Virginia Woolf had once said, “For most of history, anonymous was a woman.” But when it came to the Indian Independence Movement, women walked shoulder-to-shoulder with men to help India receive its Independence. Here are six women who played a pivotal role in shaping India as a republic:
1. Rani Lakshmibai
She was one of the key figures behind the First War of Independence of 1987 against the East India Company. Here was a woman who wouldn’t take no for an answer. When the British wanted to take over the Jhansi Fort in the absence of a legitimate male heir, she fought against them for two straight weeks, making herself heard loud and clear.
2. Vijaya Lakshmi Pandit
A diplomat and a politician, Vijaya Laksmi Pandit was the first woman to become the president of the UN General Assembly. Prior to that, she was the first woman to hold a cabinet position in British India. She had also served as an ambassador to the Soviet Union, United States and was the Indian High Commissioner to the United Kingdom.
3. Sarojini Naidu
A freedom fighter and a poet, Sarojini Naidu was the first women governor of an Indian State and the first Indian woman president of the Indian National Congress. Having joined the independence movement soon after the partition of Bengal in 1905, she helped form of the Women’s Indian Association. She even joined Annie Besant to present the case for the women’s right to vote in London.
4. Aruna Asaf Ali
An Indian Independence activist, Aruna Asaf Ali became Delhi’s first mayor in 1958. She is also remembered for her role in the Quit India Movement of 1942, during which she hoisted the Indian National Congress flag at the Gowalia Tank maidan in Bombay. She was imprisoned in Tihar jail, from where she launched a hunger strike to protest against unfair and indifferent treatment of prisoners. In 1997, she was posthumously awarded the Bharat Ratna, India’s highest civilian award.
A women’s right activist, socialist and orator, Annie Beasant was part of the Indian National Congress. She was elected as its president after World War I broke out in 1914. To campaign for democracy in India and dominion status within the British Empire, Beasant helped launch the Home Rule League.

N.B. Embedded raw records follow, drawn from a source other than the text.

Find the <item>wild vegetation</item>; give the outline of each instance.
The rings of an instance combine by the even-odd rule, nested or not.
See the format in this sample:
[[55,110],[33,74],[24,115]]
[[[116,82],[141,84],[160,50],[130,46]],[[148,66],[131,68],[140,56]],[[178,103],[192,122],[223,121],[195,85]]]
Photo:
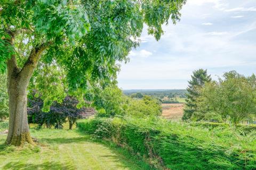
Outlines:
[[64,126],[63,130],[31,129],[31,135],[38,141],[37,145],[26,144],[23,148],[3,144],[6,135],[0,135],[0,169],[154,169],[111,143],[67,130],[68,124]]
[[117,87],[144,26],[159,40],[186,2],[1,1],[0,169],[256,169],[254,74]]
[[[201,78],[205,76],[201,74]],[[256,115],[255,80],[254,74],[246,77],[231,71],[218,81],[211,81],[209,76],[203,86],[190,83],[189,88],[196,90],[188,91],[182,119],[235,124],[253,122]]]
[[[6,143],[32,143],[27,92],[41,92],[43,110],[69,94],[79,101],[116,78],[143,24],[159,40],[162,25],[175,24],[185,0],[2,1],[0,70],[8,75]],[[83,104],[81,101],[78,105]]]
[[254,169],[255,131],[233,126],[211,130],[148,118],[80,121],[78,129],[128,148],[158,169]]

Annie Beasant continued to campaign for the Indian Independence movement until her death in 1933.
6. Begum Aizaz Rasul
Begum Aizaz Rasul was the only Muslim woman to be part of the be a member of the Constituent Assembly of India. She remained a member until 1952, and was one of very few women who was elected to be a part of the UP legislative assembly after contesting from a non-reserved seat. She also served as the Minister for Social Welfare and Minorities. Begum Rasul was awarded a Padma Bhushan in 2000 for her contribution to social work.